Legislação Nacional:CIRC88 ART42 N3.
L 32-B/2002 DE 2002/12/30.
CONST76 ART2 ART103 N3 ART104 N2.
Referência a Doutrina:CASALTA NABAIS DIREITO FISCAL 2ED PAG144.
Aditamento:
Texto Integral: ACÓRDÃO
Acordam, em conferência, na Secção de Contencioso Tributário do Supremo Tribunal Administrativo:

1. A… , com sede na Avenida …, Lisboa, impugnou judicialmente, junto do TAF de Lisboa, a liquidação de IRC referente ao exercício de 2003.
O Mm. Juiz do Tribunal Tributário de Lisboa julgou a impugnação improcedente.
Inconformada, a impugnante interpôs recurso para este Supremo Tribunal.

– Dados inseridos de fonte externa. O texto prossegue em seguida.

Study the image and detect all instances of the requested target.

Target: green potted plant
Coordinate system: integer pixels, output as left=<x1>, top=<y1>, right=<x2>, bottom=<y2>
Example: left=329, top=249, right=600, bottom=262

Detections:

Formulou as seguintes conclusões nas respectivas alegações de recurso:

1. A correcção efectuada pela Administração Fiscal ao resultado tributável declarado pelo contribuinte fundamentou-se no artigo 42°, n. 3 do Código do IRC;
2. A referida disposição legal, que entrou em vigor em 2003, estabelece a não-aceitação, como custo fiscal, de 50% das menos-valias geradas na alienação de participações sociais;
3. As menos-valias obtidas pela recorrente, em 2003, que foram corrigidas pela Administração Fiscal, através da aceitação de apenas 50%, resultaram da alienação de participações sociais adquiridas antes da entrada em vigor da nova norma;
4. As mais e as menos-valias resultam de um facto complexo constituído por uma aquisição e uma venda;
5. Na medida em que a aquisição dessas participações sociais teve lugar antes da entrada em vigor do novo regime consagrado no artigo 42°, n. 3, do Código do IRC, a aplicação de tal regime às menos-valias obtidas pelo recorrente na aquisição e alienação de tais participações, consubstancia uma aplicação retroactiva da nova norma;
6. Tal aplicação retroactiva viola o disposto no artigo 103°, n. 3 da Constituição da República Portuguesa;
7. Em qualquer caso, sempre a aplicação do novo regime consagrado no artigo 42°, n. 3 do CIRC, consubstancia uma violação do princípio da segurança jurídica;
8. Principio esse que impede as situações de retroactividade imprópria ou inautêntica;
9. Ora a recorrente adquiriu participações sociais tendo em conta – e ponderando – a existência de um determinado (e normal) quadro legislativo em que as mais-valias eram tributadas e as menos-valias eram custo fiscalmente dedutível;
10. Tal quadro legislativo foi abruptamente e sem justificação racional alterado, passando, em todos os casos, a aceitar-se, como custo fiscal, apenas metade das menos-valias geradas na alienação de participações sociais;
11. Não se trata de uma medida legislativa integrada numa reformulação global do regime das mais-valias ou integrado e justificado para combater comportamentos abusivos por parte dos contribuintes;
12. Ao actuar desta forma o legislador violou o princípio da segurança jurídica sendo pois inconstitucional a aplicação do artigo 42°, n. 3 do CIRC às menos-valias obtidas pelo recorrente;
13. A norma em causa (artigo 42°, n. 3 do CIRC) viola também o artigo 104°, n. 2 da Constituição da República Portuguesa na medida em que conduz a uma tributação de um resultado que não é o real, o efectivo;
14. A não tributação pelo resultado real só é admissível em situações de excepcionalidade, tal como acontece nos métodos indirectos;
15. A não-aceitação, sempre e em todos os casos, de metade da menos­ valia consubstancia, assim, uma violação do art. 104°, n. 2 da Constituição;
16. A douta sentença recorrida violou, assim, os princípios de não aplicação retroactiva das norma fiscal, da segurança jurídica e da tributação das empresas pelo lucro real.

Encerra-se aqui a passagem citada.